Cross-Site Scripting Attacks (XSS)

Key Takeaways

Cross-site scripting attacks, or XSS, are a common type of code injection attack that occur due to incorrect validation of user data, often inserted via a web form or manipulated hyperlink. This can allow harmful client-side code to be saved on the server or executed within the user’s browser.
XSS attacks can be categorized into two types: non-persistent XSS, where the malicious code is passed through the server and presented to the victim, and persistent XSS, where the harmful code has bypassed validation and is stored in a data store on the website, executing when the information is presented on the site.
Preventing XSS attacks involves never trusting data from the user or third-party sources, validating all data on input, and escaping it on output. This includes implementing data validation, data sanitization, and output escaping measures.
Despite the built-in security measures provided by many PHP frameworks, it is crucial to continuously test your validation code with the most up-to-date XSS test vectors to ensure the code is not still susceptible to XSS attacks.

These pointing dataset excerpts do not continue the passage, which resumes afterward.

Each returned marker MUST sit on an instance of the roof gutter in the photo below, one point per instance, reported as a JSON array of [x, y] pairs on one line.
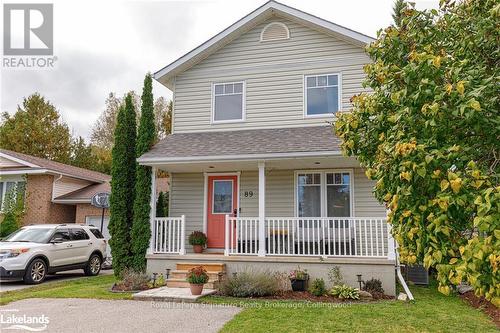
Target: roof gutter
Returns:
[[165, 160]]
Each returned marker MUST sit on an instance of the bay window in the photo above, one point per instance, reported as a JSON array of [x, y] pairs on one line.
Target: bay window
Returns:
[[324, 193]]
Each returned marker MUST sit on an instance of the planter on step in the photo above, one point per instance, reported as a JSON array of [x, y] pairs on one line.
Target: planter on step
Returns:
[[299, 285], [198, 248], [196, 289]]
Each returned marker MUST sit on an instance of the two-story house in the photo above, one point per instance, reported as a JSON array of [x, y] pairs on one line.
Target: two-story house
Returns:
[[253, 159]]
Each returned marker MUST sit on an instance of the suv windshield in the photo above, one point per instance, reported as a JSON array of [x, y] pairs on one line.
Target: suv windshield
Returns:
[[35, 235]]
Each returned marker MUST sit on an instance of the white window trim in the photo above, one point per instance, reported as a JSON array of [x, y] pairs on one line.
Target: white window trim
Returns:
[[304, 83], [243, 104], [274, 39], [323, 173]]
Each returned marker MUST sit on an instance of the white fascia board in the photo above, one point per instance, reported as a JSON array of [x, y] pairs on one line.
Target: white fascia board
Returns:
[[229, 158], [15, 159], [269, 6]]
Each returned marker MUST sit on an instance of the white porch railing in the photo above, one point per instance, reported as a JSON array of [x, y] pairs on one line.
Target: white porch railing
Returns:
[[322, 236], [169, 235]]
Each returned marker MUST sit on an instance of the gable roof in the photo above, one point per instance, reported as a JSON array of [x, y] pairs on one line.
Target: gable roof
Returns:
[[244, 145], [243, 25], [33, 163]]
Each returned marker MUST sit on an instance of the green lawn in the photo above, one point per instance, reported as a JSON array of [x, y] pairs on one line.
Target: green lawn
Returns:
[[431, 312], [88, 287]]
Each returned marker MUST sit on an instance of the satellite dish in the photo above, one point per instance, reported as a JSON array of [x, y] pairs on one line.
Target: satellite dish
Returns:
[[100, 200]]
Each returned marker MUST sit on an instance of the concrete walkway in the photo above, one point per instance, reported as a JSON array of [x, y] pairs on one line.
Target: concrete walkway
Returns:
[[6, 285], [89, 315]]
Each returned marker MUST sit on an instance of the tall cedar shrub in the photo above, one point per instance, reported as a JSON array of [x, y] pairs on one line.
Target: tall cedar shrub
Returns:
[[123, 173], [428, 134], [141, 231]]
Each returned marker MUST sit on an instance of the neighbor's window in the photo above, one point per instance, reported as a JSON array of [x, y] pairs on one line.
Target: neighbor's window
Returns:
[[7, 187], [324, 193], [228, 102], [322, 94]]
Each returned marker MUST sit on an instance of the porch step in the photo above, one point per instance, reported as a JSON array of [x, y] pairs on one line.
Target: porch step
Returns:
[[182, 283], [182, 273], [210, 266]]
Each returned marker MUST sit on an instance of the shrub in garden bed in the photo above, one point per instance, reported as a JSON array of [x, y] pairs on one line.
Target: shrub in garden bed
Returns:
[[250, 284], [318, 287]]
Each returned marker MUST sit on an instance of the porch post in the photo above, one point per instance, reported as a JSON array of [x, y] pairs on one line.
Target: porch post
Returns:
[[262, 208], [152, 212]]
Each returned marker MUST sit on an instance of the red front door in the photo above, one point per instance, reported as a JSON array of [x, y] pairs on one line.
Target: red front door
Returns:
[[222, 200]]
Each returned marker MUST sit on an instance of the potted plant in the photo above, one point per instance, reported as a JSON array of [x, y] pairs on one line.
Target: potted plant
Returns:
[[298, 278], [198, 239], [197, 277]]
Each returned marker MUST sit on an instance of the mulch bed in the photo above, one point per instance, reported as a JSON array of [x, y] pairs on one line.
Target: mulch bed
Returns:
[[484, 305]]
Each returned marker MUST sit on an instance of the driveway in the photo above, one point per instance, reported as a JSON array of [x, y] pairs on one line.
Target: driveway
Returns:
[[88, 315], [78, 273]]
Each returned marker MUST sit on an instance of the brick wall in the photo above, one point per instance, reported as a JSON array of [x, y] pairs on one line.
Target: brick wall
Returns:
[[39, 206], [83, 210]]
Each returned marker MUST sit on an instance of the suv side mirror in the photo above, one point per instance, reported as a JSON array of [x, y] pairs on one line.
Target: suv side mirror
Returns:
[[56, 240]]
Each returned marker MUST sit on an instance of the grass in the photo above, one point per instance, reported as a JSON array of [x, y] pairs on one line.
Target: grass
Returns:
[[88, 287], [431, 312]]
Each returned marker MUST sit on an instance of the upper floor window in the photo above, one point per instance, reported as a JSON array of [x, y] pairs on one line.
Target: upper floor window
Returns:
[[228, 102], [322, 94]]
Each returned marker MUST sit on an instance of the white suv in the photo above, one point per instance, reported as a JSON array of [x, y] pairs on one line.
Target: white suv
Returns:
[[34, 251]]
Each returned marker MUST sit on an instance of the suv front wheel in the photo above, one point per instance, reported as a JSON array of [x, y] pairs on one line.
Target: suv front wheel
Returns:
[[35, 272], [93, 266]]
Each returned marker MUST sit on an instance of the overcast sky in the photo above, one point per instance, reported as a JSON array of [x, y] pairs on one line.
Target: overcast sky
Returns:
[[108, 46]]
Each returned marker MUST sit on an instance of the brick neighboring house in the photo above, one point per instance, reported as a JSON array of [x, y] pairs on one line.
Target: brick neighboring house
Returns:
[[54, 192]]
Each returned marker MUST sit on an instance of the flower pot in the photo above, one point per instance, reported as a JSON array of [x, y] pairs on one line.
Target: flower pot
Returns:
[[196, 289], [198, 248], [299, 285]]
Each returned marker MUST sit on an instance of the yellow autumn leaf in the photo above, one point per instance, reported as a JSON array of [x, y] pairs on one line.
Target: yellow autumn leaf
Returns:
[[456, 184], [460, 87], [405, 175]]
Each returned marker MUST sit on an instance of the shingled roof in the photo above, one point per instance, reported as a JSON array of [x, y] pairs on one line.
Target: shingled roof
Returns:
[[41, 163], [249, 143]]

A cross-site scripting attack is one of the top 5 security attacks carried out on a daily basis across the Internet, and your PHP scripts may not be immune.

Also known as XSS, the attack is basically a type of code injection attack which is made possible by incorrectly validating user data, which usually gets inserted into the page through a web form or using an altered hyperlink. The code injected can be any malicious client-side code, such as JavaScript, VBScript, HTML, CSS, Flash, and others. The code is used to save harmful data on the server or perform a malicious action within the user’s browser.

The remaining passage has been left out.